Christchurch International Airport Ltd owns 750ha of land in Tarras and is expected to decide if it will proceed with plans for a new airport by the end of this year.
University of Otago sustainable tourism professor James Higham brought together 11 academics to create Informed Leaders, a group of university professors speaking out against the airport.
The group believed the airport was counter to New Zealand’s dedication to substantially reduce its carbon emissions, and in January wrote an open letter to the board of Christchurch Airport urging for plans to be halted.
Concerns cited included the "significant environmental, social, cultural and economic as well as political and reputational consequences" of failing to reduce carbon emissions by building a new airport during a climate emergency.
They also pointed to the need to move "away from the volume-based growth approach" to tourism which "underpins the airport proposal".
Airport executives responded to the letter in February and stated the group’s call for a stay on the project was "premature" and that their "assumptions are wrong".
Since then a further 66 New Zealand and international academics have jumped on board, and Informed Leaders launched an index of national and international research to "inform the conversation".
Prof Higham said the group "swiftly" grew after the Christchurch Airport company dismissed its concerns earlier in the year.
"To have nearly 80 leading academics — many of them professors and associate professors — now speaking out against an infrastructure project on the grounds of science is no small matter.
"We have not done this lightly. It’s because we are all very concerned that significant, established science is being ignored, and that this project should not proceed," Prof Higham said.

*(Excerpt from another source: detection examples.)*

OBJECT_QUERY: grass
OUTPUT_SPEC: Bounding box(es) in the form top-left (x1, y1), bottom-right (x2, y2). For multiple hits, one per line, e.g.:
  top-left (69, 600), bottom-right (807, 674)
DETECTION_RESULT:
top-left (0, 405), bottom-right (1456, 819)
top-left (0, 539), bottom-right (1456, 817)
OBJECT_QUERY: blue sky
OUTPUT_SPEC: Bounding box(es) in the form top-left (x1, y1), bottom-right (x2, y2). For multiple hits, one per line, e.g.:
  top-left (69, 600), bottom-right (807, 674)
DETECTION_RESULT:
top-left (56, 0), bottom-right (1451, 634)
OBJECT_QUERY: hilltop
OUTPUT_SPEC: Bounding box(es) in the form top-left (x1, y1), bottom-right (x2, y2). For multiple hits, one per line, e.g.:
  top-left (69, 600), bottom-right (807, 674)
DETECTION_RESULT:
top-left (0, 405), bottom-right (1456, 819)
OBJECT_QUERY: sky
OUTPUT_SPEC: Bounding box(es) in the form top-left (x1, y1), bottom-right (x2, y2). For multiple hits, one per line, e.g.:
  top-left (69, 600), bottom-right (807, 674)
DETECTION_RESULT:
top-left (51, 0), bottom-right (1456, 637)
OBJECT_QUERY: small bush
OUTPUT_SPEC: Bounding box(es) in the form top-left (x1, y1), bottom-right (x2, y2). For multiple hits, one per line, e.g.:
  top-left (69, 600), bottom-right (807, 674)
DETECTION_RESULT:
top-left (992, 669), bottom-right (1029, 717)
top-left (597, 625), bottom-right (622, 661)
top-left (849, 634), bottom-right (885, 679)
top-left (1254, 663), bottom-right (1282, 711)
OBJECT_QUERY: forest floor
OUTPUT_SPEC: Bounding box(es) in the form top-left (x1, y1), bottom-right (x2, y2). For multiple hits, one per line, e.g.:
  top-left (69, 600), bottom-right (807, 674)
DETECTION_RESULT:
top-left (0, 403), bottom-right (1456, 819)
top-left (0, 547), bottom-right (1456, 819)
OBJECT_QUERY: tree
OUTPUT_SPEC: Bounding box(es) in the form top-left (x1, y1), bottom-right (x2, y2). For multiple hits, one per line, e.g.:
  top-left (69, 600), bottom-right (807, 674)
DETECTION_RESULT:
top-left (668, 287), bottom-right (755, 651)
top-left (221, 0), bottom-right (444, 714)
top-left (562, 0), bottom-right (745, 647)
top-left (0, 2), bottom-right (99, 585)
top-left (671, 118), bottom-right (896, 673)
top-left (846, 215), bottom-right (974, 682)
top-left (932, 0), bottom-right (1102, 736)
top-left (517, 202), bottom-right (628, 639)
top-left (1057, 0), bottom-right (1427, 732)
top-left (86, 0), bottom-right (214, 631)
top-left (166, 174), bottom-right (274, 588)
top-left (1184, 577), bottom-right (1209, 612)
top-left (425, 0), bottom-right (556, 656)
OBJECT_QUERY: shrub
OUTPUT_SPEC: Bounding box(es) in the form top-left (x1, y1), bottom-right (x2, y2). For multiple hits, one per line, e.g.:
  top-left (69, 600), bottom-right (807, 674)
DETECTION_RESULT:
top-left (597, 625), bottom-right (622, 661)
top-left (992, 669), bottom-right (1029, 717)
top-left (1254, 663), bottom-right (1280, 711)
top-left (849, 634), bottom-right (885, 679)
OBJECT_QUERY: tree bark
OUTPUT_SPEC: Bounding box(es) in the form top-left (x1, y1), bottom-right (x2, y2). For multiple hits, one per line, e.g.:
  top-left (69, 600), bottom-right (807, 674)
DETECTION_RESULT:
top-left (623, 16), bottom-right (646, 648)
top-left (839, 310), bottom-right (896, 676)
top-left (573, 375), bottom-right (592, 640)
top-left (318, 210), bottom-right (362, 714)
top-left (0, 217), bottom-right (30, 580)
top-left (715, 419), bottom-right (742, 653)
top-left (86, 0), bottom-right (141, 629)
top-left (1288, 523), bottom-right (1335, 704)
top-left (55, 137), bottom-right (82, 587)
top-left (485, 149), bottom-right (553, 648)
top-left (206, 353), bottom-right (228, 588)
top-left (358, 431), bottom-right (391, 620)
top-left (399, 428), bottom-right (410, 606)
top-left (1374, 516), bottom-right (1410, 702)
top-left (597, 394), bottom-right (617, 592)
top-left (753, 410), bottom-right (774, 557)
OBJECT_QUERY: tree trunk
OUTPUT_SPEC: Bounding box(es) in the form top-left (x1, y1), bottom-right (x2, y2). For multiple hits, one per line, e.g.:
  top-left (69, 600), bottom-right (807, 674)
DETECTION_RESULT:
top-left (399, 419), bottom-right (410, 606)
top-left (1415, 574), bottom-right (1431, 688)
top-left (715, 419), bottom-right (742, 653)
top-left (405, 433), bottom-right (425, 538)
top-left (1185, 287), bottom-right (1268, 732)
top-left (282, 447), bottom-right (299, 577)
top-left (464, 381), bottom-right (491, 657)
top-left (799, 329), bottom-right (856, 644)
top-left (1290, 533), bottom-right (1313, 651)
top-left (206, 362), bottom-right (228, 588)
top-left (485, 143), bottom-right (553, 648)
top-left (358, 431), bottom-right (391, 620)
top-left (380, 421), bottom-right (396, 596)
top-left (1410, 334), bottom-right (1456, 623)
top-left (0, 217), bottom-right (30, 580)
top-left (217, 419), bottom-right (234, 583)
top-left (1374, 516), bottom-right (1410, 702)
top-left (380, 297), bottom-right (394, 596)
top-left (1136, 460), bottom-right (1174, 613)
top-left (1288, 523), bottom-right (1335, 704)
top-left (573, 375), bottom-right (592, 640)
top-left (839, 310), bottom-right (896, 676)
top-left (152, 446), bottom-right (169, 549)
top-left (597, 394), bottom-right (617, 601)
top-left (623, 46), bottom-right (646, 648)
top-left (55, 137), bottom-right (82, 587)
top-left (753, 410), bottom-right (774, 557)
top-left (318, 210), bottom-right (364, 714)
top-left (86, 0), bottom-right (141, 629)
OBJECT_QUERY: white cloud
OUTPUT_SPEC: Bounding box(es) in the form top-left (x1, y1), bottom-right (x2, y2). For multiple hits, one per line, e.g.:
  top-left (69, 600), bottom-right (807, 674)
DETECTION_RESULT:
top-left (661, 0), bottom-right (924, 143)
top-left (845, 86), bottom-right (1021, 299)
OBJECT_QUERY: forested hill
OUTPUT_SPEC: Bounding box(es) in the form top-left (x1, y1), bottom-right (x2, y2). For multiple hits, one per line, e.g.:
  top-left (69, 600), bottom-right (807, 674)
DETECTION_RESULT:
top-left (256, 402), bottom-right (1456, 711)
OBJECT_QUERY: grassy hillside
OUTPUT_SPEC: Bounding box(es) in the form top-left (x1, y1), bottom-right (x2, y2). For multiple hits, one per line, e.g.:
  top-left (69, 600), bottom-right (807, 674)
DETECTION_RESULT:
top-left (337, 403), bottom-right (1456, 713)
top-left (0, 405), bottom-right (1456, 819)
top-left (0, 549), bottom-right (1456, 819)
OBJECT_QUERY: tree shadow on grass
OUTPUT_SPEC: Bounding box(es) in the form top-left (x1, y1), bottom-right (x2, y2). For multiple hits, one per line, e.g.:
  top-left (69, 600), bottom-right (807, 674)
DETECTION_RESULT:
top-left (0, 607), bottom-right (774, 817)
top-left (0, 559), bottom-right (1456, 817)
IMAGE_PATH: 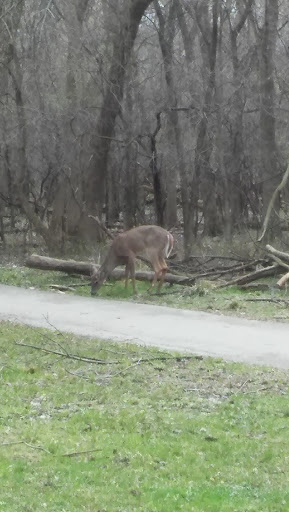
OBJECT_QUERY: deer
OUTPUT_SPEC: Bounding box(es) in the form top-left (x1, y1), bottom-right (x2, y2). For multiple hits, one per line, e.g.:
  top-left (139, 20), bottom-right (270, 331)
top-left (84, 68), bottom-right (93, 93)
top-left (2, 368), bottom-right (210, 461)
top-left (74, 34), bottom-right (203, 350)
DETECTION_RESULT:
top-left (91, 225), bottom-right (174, 295)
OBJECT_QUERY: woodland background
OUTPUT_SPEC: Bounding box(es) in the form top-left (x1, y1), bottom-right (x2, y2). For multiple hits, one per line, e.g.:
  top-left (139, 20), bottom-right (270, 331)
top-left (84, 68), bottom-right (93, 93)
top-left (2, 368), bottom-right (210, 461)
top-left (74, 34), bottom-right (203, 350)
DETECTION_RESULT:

The research index represented decades of research and included dozens of peer reviewed papers highlighting "significant concern" about airline industry talk of achieving "zero carbon aviation" or "net zero" based on technologies which did not exist.
The group was working on "specific briefings around key topics" relevant to the airport proposal.
"Given the potential for significant, intergenerational impacts, these decisions should not be made in isolation by individual companies.
"The available research and data should be factored in, discussed openly with stakeholders and key communities.
"We are committed to enabling this approach, and we will share it with key decision makers, and the wider public."
He and others were calling for a "national conversation" about new airports.
"There is wide scientific consensus that there is still a lot of work to do, and many years — probably decades — before the industry could have any hope of significant decarbonisation.
"Zero carbon aviation is even further away. It is far from being a likelihood, and certainly not a done deal.
"We’re speaking out because ... building a new international airport in Tarras, or anywhere in New Zealand for that matter, is nonsense and would be wrong for so many reasons."